The above is, at the risk of over-simplification and omission, a very brief summary of the book. One of the discussions within the book that I found particularly fascinating concerns the selection by the first human farmers of gene-mutant peas and wheat varieties that we consume today. In wild pea plants, the pods explode shooting out the peas into the ground for germination. In mutant pea pods that did not explode, the peas died within the pods preventing the mutant genes from passing on to future generations. However, the pea plants of interest to humans for harvesting were the non-exploding mutants, and so these non-exploding mutant varieties were selectively chosen and harvested. Similarly, wheat and barley grow atop stalks that, in the wild varieties, shattered spreading the seeds for germination. The non-shattering mutants were selectively chosen by the early harvesters for crop production. In this manner, the human farmers reversed the direction of natural selection through selection of mutants, whose genes had no chance of surviving on their own, and non-selection of the genetically favorable varieties.

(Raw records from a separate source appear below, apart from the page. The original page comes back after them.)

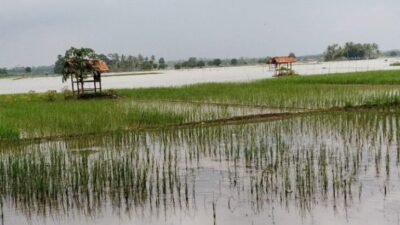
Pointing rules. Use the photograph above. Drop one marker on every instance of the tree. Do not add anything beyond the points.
(76, 63)
(178, 66)
(162, 64)
(352, 51)
(201, 64)
(393, 54)
(234, 62)
(217, 62)
(3, 71)
(59, 65)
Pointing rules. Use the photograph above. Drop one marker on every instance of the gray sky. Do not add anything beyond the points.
(34, 32)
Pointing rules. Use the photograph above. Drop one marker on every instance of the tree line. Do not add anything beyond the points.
(351, 51)
(194, 62)
(122, 63)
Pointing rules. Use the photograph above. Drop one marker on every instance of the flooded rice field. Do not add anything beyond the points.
(186, 77)
(330, 168)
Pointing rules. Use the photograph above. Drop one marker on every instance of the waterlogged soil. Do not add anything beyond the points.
(170, 78)
(332, 168)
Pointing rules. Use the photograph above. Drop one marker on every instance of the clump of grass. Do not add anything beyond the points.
(395, 64)
(7, 133)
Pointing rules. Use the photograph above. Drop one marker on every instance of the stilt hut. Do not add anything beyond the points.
(282, 65)
(87, 83)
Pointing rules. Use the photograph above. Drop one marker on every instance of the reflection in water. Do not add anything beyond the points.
(297, 167)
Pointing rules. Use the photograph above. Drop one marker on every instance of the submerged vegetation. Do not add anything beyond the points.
(296, 144)
(53, 114)
(298, 163)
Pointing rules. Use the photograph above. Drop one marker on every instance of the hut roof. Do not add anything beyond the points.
(100, 66)
(283, 60)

GGS is divided into four parts – the first three explain the reasons for different paces of development in different parts of the world. The last part discusses the histories of specific countries and in doing so repeats the concepts discussed earlier, which I found to be tedious. Interestingly, all of the three people that have told me that they have read the book added that they never got around to completing it. This may well be a matter of personal preference than something to do with the book.